I headed out of Olympia around 8:30, after a quick stop at McDonald’s for free wi-fi (to load directions on my phone until I find myself a good road atlas) and some milk for my raw oats. On a mission to get my Canadian cash exchanged, I stopped at several banks in hopes of success. It proved a lot more difficult than expected, but eventually found one that would accept my paper funny money and give me some of the cotton/linen variety. I crossed several bridges, but the most remarkable of which was the one between Washington to Oregon into Astoria, which spanned a whole 14 miles!

The Astoria–Megler Bridge, spanning 14 miles across the Columbia River

I also stopped at a beautiful beach at Seaside and had a heavenly nap in the warm sand. Cannon Beach was another highlight and I wish I could have stayed their longer!

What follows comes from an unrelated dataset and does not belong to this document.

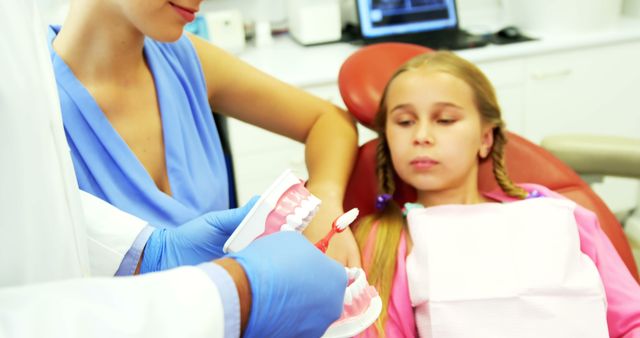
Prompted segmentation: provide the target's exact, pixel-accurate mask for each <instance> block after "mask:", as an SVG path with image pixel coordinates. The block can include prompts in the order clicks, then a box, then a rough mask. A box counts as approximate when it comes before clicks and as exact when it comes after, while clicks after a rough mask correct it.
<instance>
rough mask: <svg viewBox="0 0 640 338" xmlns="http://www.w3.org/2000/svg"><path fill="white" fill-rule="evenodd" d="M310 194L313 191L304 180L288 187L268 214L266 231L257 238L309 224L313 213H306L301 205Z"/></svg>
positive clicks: (278, 199)
mask: <svg viewBox="0 0 640 338" xmlns="http://www.w3.org/2000/svg"><path fill="white" fill-rule="evenodd" d="M309 196H311V193H310V192H309V190H307V188H305V187H304V184H303V183H302V182H300V183H298V184H295V185H292V186H291V187H290V188H289V189H287V191H285V192H284V194H282V196H280V199H278V203H277V204H276V207H275V208H274V209H273V210H271V212H270V213H269V216H267V220H266V221H265V225H264V232H263V233H262V234H261V235H260V236H258V237H257V238H260V237H263V236H266V235H269V234H272V233H274V232H278V231H281V230H283V231H286V230H298V229H299V228H300V227H301V226H303V225H304V224H308V223H309V221H310V220H311V217H313V214H312V213H306V212H305V211H304V210H303V209H302V208H300V206H301V204H302V203H304V202H306V201H305V199H307V198H308V197H309ZM305 221H306V222H305Z"/></svg>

A perfect spot of a siesta in Seaside, Oregon

A perfect spot of a siesta in Seaside, Oregon

I finally landed in Newport close to 8 PM, once again pretty tired from a long day. I maybe diddle daddled a bit too much in Seaside which made for a more exhausting final stretch. However, in this final stretch I did fit in a stop at the cheese factory in Tillamook and sampled some cheese, toured the factory and treated myself to some German Chocolate Cake ice cream. When I arrived in Newport, it was like arriving to a little piece of heaven, just a block from the beach. The warm shower was divine, then I chatted with my host for an hour or so over some nice wine and some delicious fritters she had made. Then off to bed (not couch!) in a room of my own! It felt like I was staying in a quaint little B & B, but for free!

Hitting the jackpot with a luxury “couch” in Newport

This morning I got a bit of an earlier start, or at least felt more organized when I left. I continued south on the beautiful Hwy 101. My first stop was for coffee about 25 miles down the road at a place called the Green Salmon. It was really good and was just the kind of start I needed. They also had a cute little used book exchange. What a great idea! You could buy a book for $4 or exchange one for $2. I was tempted, but restrained myself, after all I already have a handful of books loaded in my saddlebags. Aside from gas, my next memorable stop was at the farmers’ market in Coos Bay where I had my first strawberries (other than the handful I had at Foxglove before I left) and had a nice chat with a man at the master gardeners booth where they offer free gardening advice – another great idea! A few more miles down the road (with plenty of singing, and even making up a few songs of my own!) and I stopped at McDonald’s for wi-fi to check in with my host and a Reese McFlurry. While I was sitting outside on my phone, a man drove up next to me and called me over. I went over and he handed me a wad of bills. He said, “I don’t know why, but I feel I should give you something. I hope this gets you a few more miles down the road.” After he left, I counted it and the bills totaled $51. Wow! That’s over two days worth of gas! And now, here I am in Crescent City, California! It feels great to be in California, but I must admit that the Oregon Coast is absolutely stunning and doesn’t get the appreciation it deserves! I can’t believe I had contemplated skipping the coast and going through Portland instead. My only problem is trying to look to the beautiful scenery while also watching the road!

Despite my best efforts at regular sunscreen re-application, I can feel the warmth of my sunkissed cheeks. I can also feel the slight ache in my lower back that is calling out for more yoga. But more on the pains and pleasures of motorcycling later. For now, I’m just living the dream. So, please don’t wake me up!